Moon Jellyfish Age Backwards Just Like Benjamin Button

What the moon jellyfish lacked in bones, brains and hearts, it has overcompensated for in its astounding powers of transformation and regeneration.

Just like F. Scott Fitzgerald's Benjamin Button, the moon jellyfish Aurelia possesses the ability to age backwards, a new study discovered. With its four-leaf clover-back and its fringe of thin tentacles, the squishy marine creature can regenerate in reverse and even form hordes of clones.

A Remarkable Transformation

Typical jellyfish usually begin life as larva, and then turn into a polyp on a coral reef or the ocean floor. The polyp buds release swimming medusae that spawn and die.

However, marine biologist Jinru He of Xiamen University in China saw a different life process unfold.

Five years ago, Jinru had collected a baby male moon jellyfish from the ocean. He then raised the baby jellyfish into a full-grown medusa. After eighteen months, the moon jellyfish reached old age and died.

Moon jellies are widespread all over the world, but not many of them thrive in eastern China.

"I treasure the samples," said Jinru. "When they become old I tend to keep them because I always hope for a miracle."

With that, Jinru placed the creature's corpse to a new tank with new water where he would be able to observe it.

Three months later, a strange polyp emerged from the marine animal's degraded body. Jinru said it was an amazing moment, especially because it was something that had never been seen before.

As Jinru raised the polyps into medusae, it settled to the new tank's floor. Instead of dying, the polyps morphed into a younger polyp stage, just like Benjamin Button. How did that happen?

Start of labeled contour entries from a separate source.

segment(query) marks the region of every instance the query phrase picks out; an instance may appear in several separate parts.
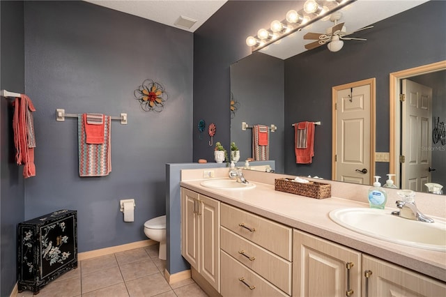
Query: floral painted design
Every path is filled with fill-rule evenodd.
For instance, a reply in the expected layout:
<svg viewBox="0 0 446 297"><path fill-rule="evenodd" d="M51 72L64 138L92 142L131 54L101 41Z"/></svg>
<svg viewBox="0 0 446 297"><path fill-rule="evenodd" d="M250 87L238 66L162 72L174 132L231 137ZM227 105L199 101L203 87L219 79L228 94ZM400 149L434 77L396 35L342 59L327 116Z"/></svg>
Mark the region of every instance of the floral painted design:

The moon jellyfish's life cycle is comparable to that of a butterfly, in which a caterpillar is like a polyp, Jinru said. The polyp was like a scrap of butterfly wings that sprouted into a caterpillar.

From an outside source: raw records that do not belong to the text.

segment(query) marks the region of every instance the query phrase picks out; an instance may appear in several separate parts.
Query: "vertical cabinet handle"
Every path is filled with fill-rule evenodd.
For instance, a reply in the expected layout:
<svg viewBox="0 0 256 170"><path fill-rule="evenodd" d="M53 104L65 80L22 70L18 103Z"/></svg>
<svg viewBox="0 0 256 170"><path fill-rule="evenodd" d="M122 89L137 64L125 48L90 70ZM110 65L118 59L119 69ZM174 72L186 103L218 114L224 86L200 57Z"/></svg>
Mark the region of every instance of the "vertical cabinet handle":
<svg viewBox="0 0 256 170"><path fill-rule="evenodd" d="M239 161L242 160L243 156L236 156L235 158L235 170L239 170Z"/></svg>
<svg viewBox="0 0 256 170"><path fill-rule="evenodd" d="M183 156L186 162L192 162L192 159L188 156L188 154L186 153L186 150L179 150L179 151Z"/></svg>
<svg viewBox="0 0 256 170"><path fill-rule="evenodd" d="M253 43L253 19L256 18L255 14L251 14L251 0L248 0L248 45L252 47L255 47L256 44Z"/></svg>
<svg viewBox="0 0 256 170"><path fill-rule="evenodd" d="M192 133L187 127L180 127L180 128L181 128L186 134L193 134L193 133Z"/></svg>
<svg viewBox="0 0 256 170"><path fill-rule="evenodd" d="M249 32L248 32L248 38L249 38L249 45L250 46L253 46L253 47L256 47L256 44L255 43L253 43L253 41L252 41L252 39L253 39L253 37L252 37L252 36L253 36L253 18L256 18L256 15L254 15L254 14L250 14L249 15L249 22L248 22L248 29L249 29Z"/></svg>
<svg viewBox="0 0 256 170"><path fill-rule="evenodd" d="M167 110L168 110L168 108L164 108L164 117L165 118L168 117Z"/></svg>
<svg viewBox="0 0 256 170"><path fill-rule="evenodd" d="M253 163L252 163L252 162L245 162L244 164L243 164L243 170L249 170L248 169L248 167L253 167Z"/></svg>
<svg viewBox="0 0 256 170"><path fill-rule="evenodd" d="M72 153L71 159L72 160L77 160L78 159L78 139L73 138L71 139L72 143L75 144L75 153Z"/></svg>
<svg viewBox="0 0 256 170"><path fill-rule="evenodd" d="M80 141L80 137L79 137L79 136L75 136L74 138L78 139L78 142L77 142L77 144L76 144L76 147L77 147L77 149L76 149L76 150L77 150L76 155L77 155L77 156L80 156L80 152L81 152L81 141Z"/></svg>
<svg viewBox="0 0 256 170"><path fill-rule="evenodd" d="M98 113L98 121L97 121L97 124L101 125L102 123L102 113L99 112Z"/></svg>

In some of the medusae, calluses formed in their mouths if they were injured or overfed. Small polyps grew outside those lumps, and they burst free to form multitudes of clones.

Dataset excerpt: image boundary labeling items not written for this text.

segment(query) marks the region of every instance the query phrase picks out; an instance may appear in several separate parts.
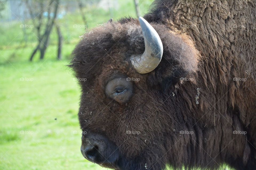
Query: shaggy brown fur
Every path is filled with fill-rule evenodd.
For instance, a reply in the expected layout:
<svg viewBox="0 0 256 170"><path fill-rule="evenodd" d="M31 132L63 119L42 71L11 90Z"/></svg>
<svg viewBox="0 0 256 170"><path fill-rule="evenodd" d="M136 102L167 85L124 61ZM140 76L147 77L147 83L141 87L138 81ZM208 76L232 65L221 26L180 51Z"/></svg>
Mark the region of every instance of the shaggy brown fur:
<svg viewBox="0 0 256 170"><path fill-rule="evenodd" d="M81 127L118 147L116 169L144 169L146 164L152 170L167 164L212 169L226 163L256 169L255 4L156 1L144 18L158 33L163 53L158 67L145 74L130 60L145 48L137 19L122 19L84 35L71 65L77 77L87 79L80 82ZM125 104L104 92L119 75L140 79ZM193 80L180 80L185 77ZM127 135L129 130L141 134Z"/></svg>

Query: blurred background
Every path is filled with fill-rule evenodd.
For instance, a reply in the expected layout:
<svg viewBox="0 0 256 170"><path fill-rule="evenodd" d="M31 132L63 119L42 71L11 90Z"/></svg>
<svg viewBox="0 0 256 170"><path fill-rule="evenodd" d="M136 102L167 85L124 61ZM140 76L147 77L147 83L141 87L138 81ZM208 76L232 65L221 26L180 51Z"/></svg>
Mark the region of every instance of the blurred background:
<svg viewBox="0 0 256 170"><path fill-rule="evenodd" d="M85 32L153 0L0 0L0 169L106 169L80 151L80 90L66 66Z"/></svg>

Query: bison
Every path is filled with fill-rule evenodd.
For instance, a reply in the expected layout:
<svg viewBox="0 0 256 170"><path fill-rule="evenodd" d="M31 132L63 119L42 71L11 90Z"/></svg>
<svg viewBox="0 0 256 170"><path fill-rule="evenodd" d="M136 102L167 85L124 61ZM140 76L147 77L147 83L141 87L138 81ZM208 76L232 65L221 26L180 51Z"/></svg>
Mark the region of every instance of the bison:
<svg viewBox="0 0 256 170"><path fill-rule="evenodd" d="M255 170L255 4L156 0L84 34L70 65L85 80L84 157L116 170Z"/></svg>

Jinru's findings are new to the scientific community, but jellies are already known for their transformation abilities.

Italian scientists had discovered in the 1990s that the jellyfish Turritopsis dorhnii, which was so tiny that it was the size of a pen tip, can revert back and forth from a medusa to a polyp. The creature has earned the nickname "immortal jellyfish."

However, it is unclear whether the mechanism behind the moon jellyfish's transformation is the same with the immortal jellyfish. Further research into state of the cells and genes of the creature during morphing is needed.

Meanwhile, Jinru's findings are featured in the journal PLOS ONE.